The British Heritage listing states that in 1865 Unity Works was built as a toolmakers works and was originally a symmetrical 12 bay front with a narrower 3 bay shallow end breaks, extended in similar style with 5 slightly broader bays in 1898. The architect was J P Osborne and was the same for firm Henry Jenkins and Son. Three tall storeys red brick with effectively painted plain stone dressings. Impressively scaled functional design with plinth and sill bands linking close set sills with consoles. Projecting dentil eaves cornice. The south end contains a wagon archway on ground floor with keystone whilst the north break has 3 close set round headed windows with keys and lintel impost blocks. Ground floor openings otherwise arcaded down to plinth with linked impost blocks and keystones; apron panels below window sills. First floor windows segmental arched and plain frieze carried across heads of second floor windows; consistent use of iron frame small pane windows.

The future for the building is uncertain and was set to be converted into flats and a conversion plan was drafted by PCPT Architects as the building is Grade II listed. 

https://www.birminghampost.co.uk/bu...llery-quarter-factory-conversion-set-11415369 & Unity & Vittoria Works - PCPT Architects

There was clear evidence of some work stripping the building had begun, such as lighting and conduit in the courtyard entrance and a few other empty rooms but obviously nothing has been done for a while.

_The Explore_

Another lead thrown in my direction by @clebby.

So I’d driven passed this a few times and decided to have another look with a pal and we gave it a crack. Entry was fairly simple and from what I heard all and sundry visited it in the few days after we were there.

Inside was a bit dark and dingy and we didn’t catch the place in the best light and didn’t actually expect to get in. It was a fairly rushed visit so we took our pics as quickly as we possibly could.

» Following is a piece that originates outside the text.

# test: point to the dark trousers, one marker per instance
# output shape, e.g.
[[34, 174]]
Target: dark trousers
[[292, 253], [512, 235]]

Some of the stuff left in here was simply awesome. Metal working tools that took me back to being an apprentice. The likes of which just don’t get used these days.

I’d have killed for the flypress’s, press tools and scales out of here to go into a museum. 

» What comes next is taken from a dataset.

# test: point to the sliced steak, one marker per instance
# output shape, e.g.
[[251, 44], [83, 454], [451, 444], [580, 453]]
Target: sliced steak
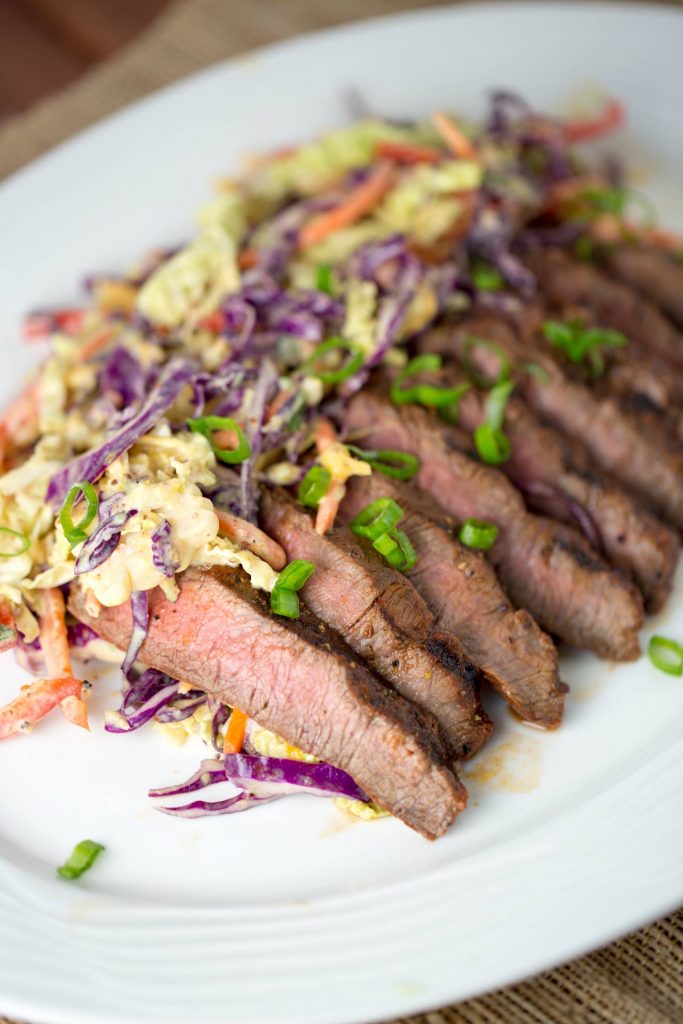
[[565, 282], [383, 619], [613, 440], [300, 680], [462, 591], [652, 272], [546, 567], [542, 465]]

There’s an idea, Birmingham should have a museum for the history of the jewellery quarter

Anyways enjoy the pics


----------



## BikinGlynn (Jun 13, 2018)

Thats a lovely place well documented!


----------



## krela (Jun 13, 2018)

Very nice, thanks.


----------



## HughieD (Jun 13, 2018)

Excellent stuff.


----------



## Sam Haltin (Jun 13, 2018)

A nice history write-up and nice photos. It must have been a bit noisy with all those stampers going like hammers but what about the workers' hearing, I wonder how many suffered deafness in later life.


----------



## Dirus_Strictus (Jun 14, 2018)

Hugh Jorgan said:


> It must have been a bit noisy with all those stampers going like hammers but what about the workers' hearing, I wonder how many suffered deafness in later life.



A good estimate would be that for somebody who did this job for much of their working life - 95% would have lost the ability to hear the higher frequencies and between 10% and 15% would have been profoundly deaf at the end of their working lives. Introduction of ear/hearing protection was one of the most important pieces of H & S Law ever introduced. My uncle was completely deaf due to childhood illness at the age of seven and he always stated that deafness was a far more isolating condition than blindness. I understand what he meant - Standing in a crowded pub and seeing the happy crowd, but not hearing anything. However it depends on what you are and like doing - sight loss would stop me doing all my hobbies, complete hearing loss (already suffer the usual age related loss) would just be a social hinderance.


----------



## MadOldBaggage (Nov 29, 2018)

Beautiful photographs


----------



## smiler (Nov 29, 2018)

Nice set MR, I enjoyed it, Thanks


----------



## alex76 (Jan 18, 2019)

Top stuff mate very nice


----------